The February figure is 5.2% (±1.2%) above the February 2022 estimate of $1,753.1 billion. During the first two months of this year, construction spending amounted to $260.8 billion, 5.9% (±1.2%) above the $246.1 billion for the same period in 2022.
In February, the estimated seasonally adjusted annual rate of public construction spending was $391.0 billion, 0.2% (±1.3%) below the revised January estimate of $391.8 billion.
- Highway construction was at a seasonally adjusted annual rate of $120.6 billion, 0.3% (±4.1%) above the revised January estimate of $120.3 billion.
- Educational construction was at a seasonally adjusted annual rate of $84.6 billion, 0.9% (±2.0%) below the revised January estimate of $85.4 billion.
Spending on private construction was at a seasonally adjusted annual rate of $1,453.2 billion, virtually unchanged from (±0.5%) the revised January estimate of $1,453.6 billion.
- Residential construction was at a seasonally adjusted annual rate of $852.1 billion in February, 0.6% (±1.3%) below the revised January estimate of $857.0 billion.
- Nonresidential construction was at a seasonally adjusted annual rate of $601.0 billion in February, 0.7% (±0.5%) above the revised January estimate of $596.7 billion.
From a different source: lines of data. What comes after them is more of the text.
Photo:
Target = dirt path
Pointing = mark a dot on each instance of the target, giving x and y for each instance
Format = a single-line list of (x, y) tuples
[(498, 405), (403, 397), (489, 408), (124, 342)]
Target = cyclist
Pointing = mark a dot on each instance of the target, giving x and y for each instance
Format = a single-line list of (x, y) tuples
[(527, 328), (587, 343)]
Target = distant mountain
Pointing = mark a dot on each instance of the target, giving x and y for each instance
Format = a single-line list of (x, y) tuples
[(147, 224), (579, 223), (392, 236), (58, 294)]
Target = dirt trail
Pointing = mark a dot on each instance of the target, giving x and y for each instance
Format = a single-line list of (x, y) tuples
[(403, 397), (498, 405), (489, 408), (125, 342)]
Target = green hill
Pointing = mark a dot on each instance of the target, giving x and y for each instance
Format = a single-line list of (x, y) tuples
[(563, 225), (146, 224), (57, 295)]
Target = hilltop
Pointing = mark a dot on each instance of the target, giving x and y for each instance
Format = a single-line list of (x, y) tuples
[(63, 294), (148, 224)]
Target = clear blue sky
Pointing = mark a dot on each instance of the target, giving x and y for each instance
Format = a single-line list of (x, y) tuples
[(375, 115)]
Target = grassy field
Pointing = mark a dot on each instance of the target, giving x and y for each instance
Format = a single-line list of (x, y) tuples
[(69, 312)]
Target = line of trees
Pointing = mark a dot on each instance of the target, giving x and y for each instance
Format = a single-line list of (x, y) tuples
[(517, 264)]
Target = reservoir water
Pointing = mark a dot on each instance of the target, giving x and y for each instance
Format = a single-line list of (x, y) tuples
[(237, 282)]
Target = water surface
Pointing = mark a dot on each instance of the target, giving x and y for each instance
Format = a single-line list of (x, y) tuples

“Continued strong demand for manufacturing plants and data centers, along with an increase in power projects, contributed to the increase in private nonresidential construction,” said Ken Simonson, Associated General Contractors of America (AGC) chief economist. “Those segments appear likely to keep growing for many months to come.”
Association officials said many projects were being held up by a lack of clear guidance about new regulatory measures associated with much of the new federal investments in construction. Confusion about the administration’s approach to Buy America rules, labor measures associated with the new semiconductor funding and registered apprenticeship mandates for the new green energy investments were either unclear or unfinished.
“The president and his team appear far more focused on interpreting laws to fit their agenda instead of progress when it comes to the billions in new federal investments Congress has authorized,” said Stephen E. Sandherr, AGC chief executive officer. “Instead of adding miles of new red tape, the administration should be working with the construction industry to find ways to get construction started as quickly as possible.”
“Nonresidential construction spending increased for the eighth time in the past nine months in February,” said Associated Builders and Contractors (ABC) Chief Economist Anirban Basu. “Importantly, almost all of the nonresidential sector’s momentum is attributable to manufacturing-related construction, which accounted for nearly 35% of the year-over-year growth in spending. Excluding the manufacturing segment, spending in the other 15 nonresidential segments collectively declined in February.
“While the manufacturing segment should continue to see elevated levels of investment, tightening credit conditions will likely hinder nonresidential construction momentum in the near term,” said Basu. “Contractors maintain a healthy level of backlog, according to ABC’s Construction Backlog Indicator, but a gloomy economic outlook and difficulty securing financing are potential headwinds for the industry for the rest of 2023.”